AMC’s bottom line was helped by the company’s purchase of Kaiser-Jeep in 1970. When Chrysler bought AMC in 1987, Chrysler kept the Jeep line, which still is in production today by Fiat Chrysler.

“Some people say that Jeep saved Chrysler,” Smith said.

In fact, Chrysler had previously been helped by a 1980 bailout package from the U.S. government.

The oil crisis in the 1970s was tough on all U.S. automakers, which were slow to adapt to a changing market in which consumers sought cars that sipped gas, instead of guzzling it. AMC created the iconic Pacer, which had a wide body and rounded back, with lots of glass.

“The Pacer was a hot seller,” Smith said. “But after the first year, those who wanted one already had one.”

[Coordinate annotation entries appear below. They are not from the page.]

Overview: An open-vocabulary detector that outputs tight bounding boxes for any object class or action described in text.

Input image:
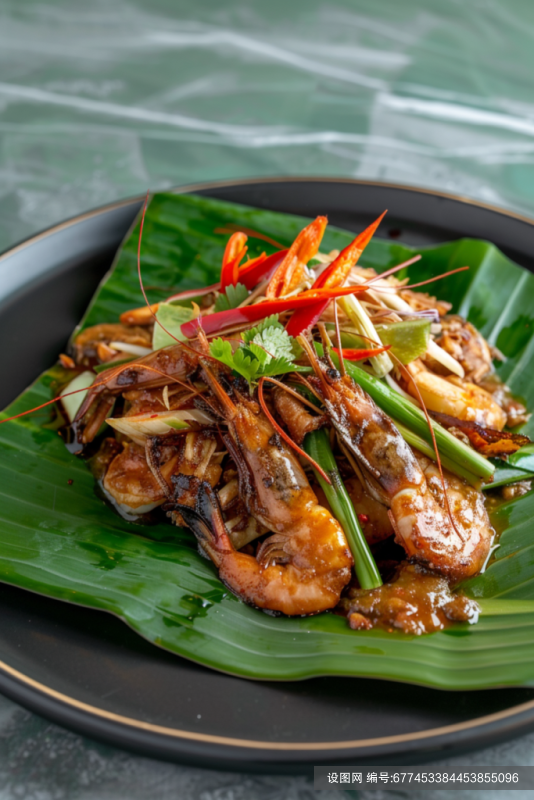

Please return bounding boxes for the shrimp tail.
[173,478,234,567]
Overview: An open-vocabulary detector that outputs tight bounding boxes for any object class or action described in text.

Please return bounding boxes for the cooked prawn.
[406,360,506,431]
[306,343,494,580]
[75,344,198,444]
[177,366,353,615]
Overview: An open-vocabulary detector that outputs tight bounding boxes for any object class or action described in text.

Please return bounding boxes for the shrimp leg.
[307,348,494,580]
[176,366,353,615]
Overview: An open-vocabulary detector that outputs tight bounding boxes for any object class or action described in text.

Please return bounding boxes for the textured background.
[0,0,534,800]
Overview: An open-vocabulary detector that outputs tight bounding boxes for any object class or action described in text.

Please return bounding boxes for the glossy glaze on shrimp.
[75,344,198,444]
[174,368,353,615]
[313,346,494,581]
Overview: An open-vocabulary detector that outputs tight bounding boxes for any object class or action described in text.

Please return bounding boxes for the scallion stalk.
[392,418,484,489]
[328,354,495,481]
[304,429,382,589]
[337,295,393,378]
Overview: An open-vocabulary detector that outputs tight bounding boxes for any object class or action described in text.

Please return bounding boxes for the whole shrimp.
[74,344,198,444]
[302,340,494,581]
[176,364,353,615]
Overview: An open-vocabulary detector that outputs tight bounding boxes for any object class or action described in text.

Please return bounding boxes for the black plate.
[0,178,534,772]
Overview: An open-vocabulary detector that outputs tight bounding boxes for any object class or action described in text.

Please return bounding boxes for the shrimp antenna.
[137,191,222,368]
[258,378,332,486]
[342,334,465,542]
[213,222,286,250]
[264,377,321,413]
[297,335,335,400]
[317,322,336,369]
[0,361,198,425]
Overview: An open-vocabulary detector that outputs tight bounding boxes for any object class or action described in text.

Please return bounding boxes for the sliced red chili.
[265,217,328,299]
[181,286,365,339]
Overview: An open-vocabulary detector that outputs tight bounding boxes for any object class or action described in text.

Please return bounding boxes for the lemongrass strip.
[337,295,393,378]
[328,344,495,481]
[303,428,382,589]
[384,373,421,408]
[426,339,465,378]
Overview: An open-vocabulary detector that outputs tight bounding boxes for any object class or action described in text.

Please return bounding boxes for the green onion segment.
[304,429,382,589]
[326,345,495,481]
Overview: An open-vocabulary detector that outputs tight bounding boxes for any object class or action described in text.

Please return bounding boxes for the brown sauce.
[339,561,479,636]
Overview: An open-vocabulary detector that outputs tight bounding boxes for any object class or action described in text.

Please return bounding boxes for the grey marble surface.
[0,0,534,800]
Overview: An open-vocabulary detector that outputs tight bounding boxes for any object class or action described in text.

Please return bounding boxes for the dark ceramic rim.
[0,176,534,763]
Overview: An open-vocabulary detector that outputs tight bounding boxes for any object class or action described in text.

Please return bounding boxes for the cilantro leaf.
[242,314,284,344]
[215,283,248,311]
[210,339,260,383]
[246,328,293,363]
[210,315,302,388]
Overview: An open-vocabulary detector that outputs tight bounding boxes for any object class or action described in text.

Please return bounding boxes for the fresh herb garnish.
[215,283,249,311]
[210,315,300,384]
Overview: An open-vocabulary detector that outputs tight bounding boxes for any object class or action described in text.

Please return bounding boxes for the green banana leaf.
[0,193,534,689]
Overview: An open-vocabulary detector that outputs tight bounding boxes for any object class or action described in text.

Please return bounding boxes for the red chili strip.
[265,217,328,299]
[332,344,391,361]
[258,378,332,486]
[221,231,248,292]
[180,286,365,339]
[312,210,387,289]
[286,211,386,336]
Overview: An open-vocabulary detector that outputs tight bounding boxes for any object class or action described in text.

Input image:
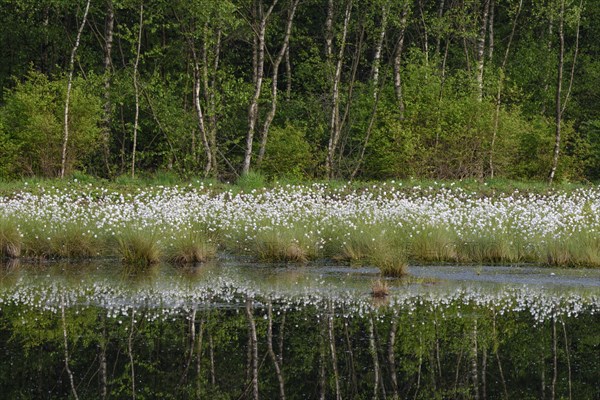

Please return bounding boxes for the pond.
[0,260,600,399]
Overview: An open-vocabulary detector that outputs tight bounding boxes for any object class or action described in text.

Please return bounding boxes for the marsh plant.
[0,182,600,270]
[0,217,22,258]
[165,230,217,265]
[116,228,162,267]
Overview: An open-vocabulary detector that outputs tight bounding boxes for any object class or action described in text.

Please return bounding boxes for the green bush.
[260,122,313,179]
[0,71,102,177]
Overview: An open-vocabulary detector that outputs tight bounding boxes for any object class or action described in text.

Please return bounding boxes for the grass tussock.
[542,232,600,268]
[410,226,458,262]
[252,229,316,263]
[457,235,523,264]
[0,217,23,258]
[117,229,161,267]
[370,248,408,278]
[49,224,102,259]
[166,232,217,265]
[371,279,390,297]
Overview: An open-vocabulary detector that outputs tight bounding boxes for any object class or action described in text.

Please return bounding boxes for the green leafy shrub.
[0,71,102,177]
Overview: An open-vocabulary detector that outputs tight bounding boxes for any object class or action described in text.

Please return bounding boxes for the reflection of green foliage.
[0,267,599,399]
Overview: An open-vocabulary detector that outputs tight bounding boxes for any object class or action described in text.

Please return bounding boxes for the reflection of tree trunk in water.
[328,301,342,400]
[560,317,573,400]
[246,297,258,400]
[454,347,463,392]
[267,301,285,400]
[551,317,558,400]
[127,309,135,400]
[481,348,487,400]
[319,320,327,400]
[177,306,196,387]
[60,294,79,400]
[208,332,216,387]
[196,318,204,398]
[433,315,442,382]
[369,317,379,399]
[279,309,285,366]
[414,333,424,399]
[471,319,479,400]
[344,322,358,395]
[540,350,546,399]
[388,315,399,399]
[99,315,108,399]
[492,312,508,399]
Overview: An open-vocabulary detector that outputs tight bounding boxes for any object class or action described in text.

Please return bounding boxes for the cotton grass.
[0,184,600,270]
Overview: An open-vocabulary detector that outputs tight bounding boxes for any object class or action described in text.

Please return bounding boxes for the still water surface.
[0,262,600,399]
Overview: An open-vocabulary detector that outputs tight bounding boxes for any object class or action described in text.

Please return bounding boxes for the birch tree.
[60,0,91,178]
[256,0,300,166]
[242,0,278,175]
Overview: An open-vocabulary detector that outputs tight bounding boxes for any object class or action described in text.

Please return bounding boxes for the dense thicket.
[0,0,600,179]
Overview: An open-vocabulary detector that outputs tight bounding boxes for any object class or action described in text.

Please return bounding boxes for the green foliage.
[260,122,314,179]
[0,71,101,177]
[116,227,162,268]
[235,171,267,192]
[0,216,23,258]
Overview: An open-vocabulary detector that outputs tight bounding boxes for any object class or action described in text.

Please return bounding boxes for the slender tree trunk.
[285,46,292,101]
[489,0,523,178]
[435,0,445,57]
[477,0,490,101]
[394,4,409,118]
[548,0,565,184]
[131,1,144,178]
[419,0,429,66]
[60,0,91,178]
[326,0,352,179]
[206,29,222,176]
[188,19,218,176]
[488,0,496,62]
[102,0,115,177]
[325,0,333,59]
[371,3,389,98]
[256,0,300,166]
[242,0,278,175]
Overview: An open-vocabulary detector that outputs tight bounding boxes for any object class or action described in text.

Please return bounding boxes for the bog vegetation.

As a small independent car maker, Smith said, the company was nimble when it came to innovations. The AMC Eagle was one of the first passenger cars to offer four-wheel drive, he pointed out. And it made pioneering advancements in body construction, dual-master cylinders for brakes and ceramic coatings on exhaust systems, he added.

The flipside of being small and independent was that the company was chronically short on cash.

In the 1970s, Renault took an ownership stake. The France-based company modernized some plants and created the hot-selling and critically acclaimed Renault Alliance as one of its products.

Then came the recession of the early 1980s, which hit AMC especially hard.

“It was ahead of its time in many respects,” said Mike Spangler, who runs the website www.amonational.com, which promotes all-things AMC, including the national convention in Gettysburg. “But it always was the underdog and always the small one. When it got behind, it couldn’t quite keep up.”

Smith put the end of AMC this way:

“Their demise was a lack of cash,” he said.

“But they had cars too cool to be forgotten.” Unlike their owners, he quipped, “They’ve gotten older and faster at the same time.”